Choosing between two Bollywood blockbusters: “Zero”, Shah Rukh Khan playing a mini-version of himself or “K.G.F: Chapter 1”, my vote for the latter resulted in over 2 1/2 hours of bombastic, cacophonous, tumultuous entertainment. Writer/director Prashanth Neel’s tale of oppression commences in the early 1980’s; cutting to the chase with a limited script, “Rocky” champions the oppressed, inciting their rebellion and escape from the Kolar Gold Fields in Karnataka, India. Cinematography by Bhuvan Gowda is a breathtaking, realistic testimonial of slavery in modern times. Actor, Yash’s muscular performance as the lionhearted Rocky, is compromised only in the “wooing” scenes (Shinidhi Shetty is love interest, “Reena”) by sophomoric, inebriated blubbering; he fares much better in his solitary slaying of multitudes, championing the tyrannized and obliterating untoward politicians and egregious landowners. (Challenging to differentiate between the “whiskered” cast.)

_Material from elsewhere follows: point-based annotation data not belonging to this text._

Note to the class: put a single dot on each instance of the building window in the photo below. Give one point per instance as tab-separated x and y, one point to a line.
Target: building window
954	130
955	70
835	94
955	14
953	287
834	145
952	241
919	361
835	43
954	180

More than the actors, plot and gorgeous cinematography, it is the sound track that magnificently plummets viewers and enhances every scene; Ravi Basrur’s masterful, exhilarating score captures one’s imagination for the film’s entirety.
“KGF: Chapter 1”, lacks the depth and scope of the “The Ten Commandments” and “Rocky” is no “Moses” but is compelling enough to warrant the second chapter.